A South Korean financial expert says that China’s forthcoming digital yuan will be used in cross-border trading – possibly replacing the United States dollar in many international deals – and has been sped up as a response to Facebook’s Libra project.
Per Maeil Kyungjae, Kim Jong-han, a senior researcher at the Korea Institute of Finance, a leading economic think tank, progress on China’s digital yuan – already being piloted in a minimum of five major cities around the country – has been stepped up in a bid to offset the damage caused by the coronavirus pandemic.
But Kim went a step further, claiming,
“Using the digital yuan will help cut down on money laundering and counterfeiting, but all payments information is set to be collected by the People’s Bank of China, which will need to be transparent and open if it wants to succeed.”

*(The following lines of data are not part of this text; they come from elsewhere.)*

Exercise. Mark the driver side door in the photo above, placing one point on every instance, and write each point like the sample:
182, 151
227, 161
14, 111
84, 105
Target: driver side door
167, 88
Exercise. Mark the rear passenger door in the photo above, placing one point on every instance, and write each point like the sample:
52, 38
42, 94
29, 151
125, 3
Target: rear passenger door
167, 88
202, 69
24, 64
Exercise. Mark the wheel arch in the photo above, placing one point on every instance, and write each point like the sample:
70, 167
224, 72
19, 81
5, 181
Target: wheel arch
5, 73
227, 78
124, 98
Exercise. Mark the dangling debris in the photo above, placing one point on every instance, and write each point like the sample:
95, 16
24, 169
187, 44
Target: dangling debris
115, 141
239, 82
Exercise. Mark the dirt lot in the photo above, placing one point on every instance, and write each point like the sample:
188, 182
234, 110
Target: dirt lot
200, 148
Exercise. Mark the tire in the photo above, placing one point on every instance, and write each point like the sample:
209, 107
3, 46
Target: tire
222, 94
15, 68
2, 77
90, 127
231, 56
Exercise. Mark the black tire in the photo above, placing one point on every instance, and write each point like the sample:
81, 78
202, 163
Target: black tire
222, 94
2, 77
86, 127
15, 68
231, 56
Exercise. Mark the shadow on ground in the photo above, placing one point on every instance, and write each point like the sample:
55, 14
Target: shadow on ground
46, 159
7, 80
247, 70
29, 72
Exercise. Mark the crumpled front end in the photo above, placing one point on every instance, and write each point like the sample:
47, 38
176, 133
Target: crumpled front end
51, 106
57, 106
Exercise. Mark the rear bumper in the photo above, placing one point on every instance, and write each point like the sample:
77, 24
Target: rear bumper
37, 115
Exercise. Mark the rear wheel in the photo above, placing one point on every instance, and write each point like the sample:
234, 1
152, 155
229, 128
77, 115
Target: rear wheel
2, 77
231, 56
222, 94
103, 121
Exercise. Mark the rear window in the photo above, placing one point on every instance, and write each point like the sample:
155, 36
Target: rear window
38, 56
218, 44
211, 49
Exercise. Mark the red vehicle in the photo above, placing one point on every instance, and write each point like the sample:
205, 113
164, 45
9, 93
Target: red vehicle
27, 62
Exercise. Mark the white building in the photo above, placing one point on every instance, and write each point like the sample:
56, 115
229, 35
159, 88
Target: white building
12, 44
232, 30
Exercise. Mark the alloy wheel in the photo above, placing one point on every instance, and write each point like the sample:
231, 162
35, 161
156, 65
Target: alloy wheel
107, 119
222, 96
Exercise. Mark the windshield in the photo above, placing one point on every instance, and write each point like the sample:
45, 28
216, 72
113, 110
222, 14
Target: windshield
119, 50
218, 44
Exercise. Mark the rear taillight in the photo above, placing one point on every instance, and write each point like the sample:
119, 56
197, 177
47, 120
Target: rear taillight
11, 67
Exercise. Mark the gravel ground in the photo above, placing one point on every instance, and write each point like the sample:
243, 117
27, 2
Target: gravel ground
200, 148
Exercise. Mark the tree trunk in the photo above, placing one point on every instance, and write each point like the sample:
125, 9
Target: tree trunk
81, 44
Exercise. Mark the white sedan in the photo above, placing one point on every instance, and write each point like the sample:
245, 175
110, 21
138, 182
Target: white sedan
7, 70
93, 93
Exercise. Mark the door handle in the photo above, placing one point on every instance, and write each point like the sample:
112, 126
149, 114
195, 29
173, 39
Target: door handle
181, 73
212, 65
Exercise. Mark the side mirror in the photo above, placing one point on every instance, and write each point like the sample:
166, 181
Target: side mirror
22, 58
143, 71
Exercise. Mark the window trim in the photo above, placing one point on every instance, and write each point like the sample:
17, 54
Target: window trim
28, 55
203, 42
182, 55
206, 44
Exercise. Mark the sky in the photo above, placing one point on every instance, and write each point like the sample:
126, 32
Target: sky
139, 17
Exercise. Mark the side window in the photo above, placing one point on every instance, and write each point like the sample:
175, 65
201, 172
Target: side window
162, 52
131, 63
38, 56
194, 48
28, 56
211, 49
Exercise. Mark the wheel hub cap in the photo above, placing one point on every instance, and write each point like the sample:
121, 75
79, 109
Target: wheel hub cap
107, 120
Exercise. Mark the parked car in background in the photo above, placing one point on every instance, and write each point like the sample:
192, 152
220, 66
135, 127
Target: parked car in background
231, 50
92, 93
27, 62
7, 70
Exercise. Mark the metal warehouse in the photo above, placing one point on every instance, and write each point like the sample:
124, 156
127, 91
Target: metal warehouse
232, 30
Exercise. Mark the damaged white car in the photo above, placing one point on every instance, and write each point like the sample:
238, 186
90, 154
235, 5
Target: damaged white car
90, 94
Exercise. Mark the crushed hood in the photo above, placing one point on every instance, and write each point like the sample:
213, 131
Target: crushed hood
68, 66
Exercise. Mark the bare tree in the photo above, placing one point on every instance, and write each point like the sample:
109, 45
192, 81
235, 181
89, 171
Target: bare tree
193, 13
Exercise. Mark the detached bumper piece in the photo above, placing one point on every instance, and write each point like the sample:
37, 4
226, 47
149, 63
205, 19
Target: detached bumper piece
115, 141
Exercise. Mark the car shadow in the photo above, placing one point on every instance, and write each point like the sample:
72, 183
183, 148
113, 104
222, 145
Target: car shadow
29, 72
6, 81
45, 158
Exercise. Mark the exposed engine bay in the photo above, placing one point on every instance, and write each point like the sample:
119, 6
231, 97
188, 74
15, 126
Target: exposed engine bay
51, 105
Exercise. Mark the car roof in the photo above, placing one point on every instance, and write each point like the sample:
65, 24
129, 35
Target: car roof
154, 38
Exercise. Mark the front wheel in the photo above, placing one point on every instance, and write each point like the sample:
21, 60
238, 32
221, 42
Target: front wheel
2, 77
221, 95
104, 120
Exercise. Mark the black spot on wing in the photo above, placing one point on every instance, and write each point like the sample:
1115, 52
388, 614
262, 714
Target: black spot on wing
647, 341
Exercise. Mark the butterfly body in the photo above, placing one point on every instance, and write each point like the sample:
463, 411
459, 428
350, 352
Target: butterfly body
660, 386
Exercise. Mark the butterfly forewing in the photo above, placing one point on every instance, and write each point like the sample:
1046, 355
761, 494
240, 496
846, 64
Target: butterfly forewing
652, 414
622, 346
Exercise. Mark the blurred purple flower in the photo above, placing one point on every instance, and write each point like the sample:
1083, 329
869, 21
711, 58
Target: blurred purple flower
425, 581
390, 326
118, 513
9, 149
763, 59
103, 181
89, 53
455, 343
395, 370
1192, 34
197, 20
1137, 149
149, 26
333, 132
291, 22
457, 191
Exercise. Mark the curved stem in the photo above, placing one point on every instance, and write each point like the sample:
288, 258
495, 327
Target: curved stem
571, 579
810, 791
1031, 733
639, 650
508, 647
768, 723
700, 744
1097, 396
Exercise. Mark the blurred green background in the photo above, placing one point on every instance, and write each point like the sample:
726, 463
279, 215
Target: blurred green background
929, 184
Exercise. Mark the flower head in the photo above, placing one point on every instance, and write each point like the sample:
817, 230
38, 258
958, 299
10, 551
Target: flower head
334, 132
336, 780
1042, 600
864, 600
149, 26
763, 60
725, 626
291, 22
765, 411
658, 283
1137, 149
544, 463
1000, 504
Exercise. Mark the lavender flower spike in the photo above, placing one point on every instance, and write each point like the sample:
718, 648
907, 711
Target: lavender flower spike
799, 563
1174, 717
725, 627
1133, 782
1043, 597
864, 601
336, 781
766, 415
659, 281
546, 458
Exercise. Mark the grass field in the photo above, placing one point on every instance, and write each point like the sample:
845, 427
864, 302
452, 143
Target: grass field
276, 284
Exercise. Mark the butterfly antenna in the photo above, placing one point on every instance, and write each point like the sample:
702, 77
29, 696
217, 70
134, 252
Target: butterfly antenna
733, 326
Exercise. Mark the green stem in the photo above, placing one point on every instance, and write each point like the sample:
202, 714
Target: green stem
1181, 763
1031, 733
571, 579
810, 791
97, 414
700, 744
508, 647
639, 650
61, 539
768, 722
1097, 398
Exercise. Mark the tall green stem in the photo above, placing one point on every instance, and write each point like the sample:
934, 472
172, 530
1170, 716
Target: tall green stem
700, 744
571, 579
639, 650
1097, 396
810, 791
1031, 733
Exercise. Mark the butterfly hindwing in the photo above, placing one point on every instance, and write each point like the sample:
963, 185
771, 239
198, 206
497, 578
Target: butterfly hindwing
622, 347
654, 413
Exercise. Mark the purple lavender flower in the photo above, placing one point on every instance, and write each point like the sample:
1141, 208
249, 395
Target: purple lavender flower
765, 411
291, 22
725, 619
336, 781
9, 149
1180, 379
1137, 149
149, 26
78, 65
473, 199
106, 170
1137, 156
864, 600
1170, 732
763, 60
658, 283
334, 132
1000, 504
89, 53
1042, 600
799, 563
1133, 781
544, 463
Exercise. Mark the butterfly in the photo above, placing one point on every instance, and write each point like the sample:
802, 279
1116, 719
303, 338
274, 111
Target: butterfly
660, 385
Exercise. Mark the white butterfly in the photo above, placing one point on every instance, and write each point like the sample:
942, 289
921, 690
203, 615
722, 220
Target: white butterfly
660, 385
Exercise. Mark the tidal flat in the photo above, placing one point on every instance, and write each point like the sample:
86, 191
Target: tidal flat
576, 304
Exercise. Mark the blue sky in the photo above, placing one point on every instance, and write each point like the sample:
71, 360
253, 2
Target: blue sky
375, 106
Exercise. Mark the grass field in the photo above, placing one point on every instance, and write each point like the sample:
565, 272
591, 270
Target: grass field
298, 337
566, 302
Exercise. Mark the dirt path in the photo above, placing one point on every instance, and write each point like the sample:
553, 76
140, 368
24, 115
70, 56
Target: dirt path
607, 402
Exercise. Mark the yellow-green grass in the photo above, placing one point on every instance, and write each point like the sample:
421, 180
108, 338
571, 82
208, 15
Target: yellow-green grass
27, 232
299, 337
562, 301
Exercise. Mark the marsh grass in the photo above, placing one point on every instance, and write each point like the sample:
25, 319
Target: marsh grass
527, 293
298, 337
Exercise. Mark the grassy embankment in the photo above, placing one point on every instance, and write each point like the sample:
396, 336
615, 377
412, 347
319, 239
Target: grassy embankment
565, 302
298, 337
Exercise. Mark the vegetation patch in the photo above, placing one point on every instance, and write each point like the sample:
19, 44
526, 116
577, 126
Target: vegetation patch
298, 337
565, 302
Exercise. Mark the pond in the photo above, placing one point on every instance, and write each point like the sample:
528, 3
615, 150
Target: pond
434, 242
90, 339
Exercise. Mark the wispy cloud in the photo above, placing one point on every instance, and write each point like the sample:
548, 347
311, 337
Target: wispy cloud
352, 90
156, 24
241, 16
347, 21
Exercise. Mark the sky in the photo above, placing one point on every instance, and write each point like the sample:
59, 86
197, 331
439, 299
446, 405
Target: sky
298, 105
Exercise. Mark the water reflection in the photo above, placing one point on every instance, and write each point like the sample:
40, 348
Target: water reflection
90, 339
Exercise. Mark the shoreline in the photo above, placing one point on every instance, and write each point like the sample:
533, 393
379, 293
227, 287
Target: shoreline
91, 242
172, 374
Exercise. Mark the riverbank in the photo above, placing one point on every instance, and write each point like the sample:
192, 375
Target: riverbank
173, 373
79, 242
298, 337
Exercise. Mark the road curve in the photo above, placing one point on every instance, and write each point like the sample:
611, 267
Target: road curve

Bloomberg columnist Andy Mukherjee expressed similar sentiments in a recent op-ed piece. He wrote that although there were “more mundane reasons” for a digital yuan rollout, “there’s also a power play” at work.
He wrote,
“For Beijing to shake the dollar’s hegemony, it has to pre-empt Silicon Valley from taking the pole position. Hence the hurry for China’s test runs.”
Last week, experts claimed that the digital yuan was expected to be interoperable with a range of Chinese payment apps, a fact that could make it device- and platform-agnostic from the outset.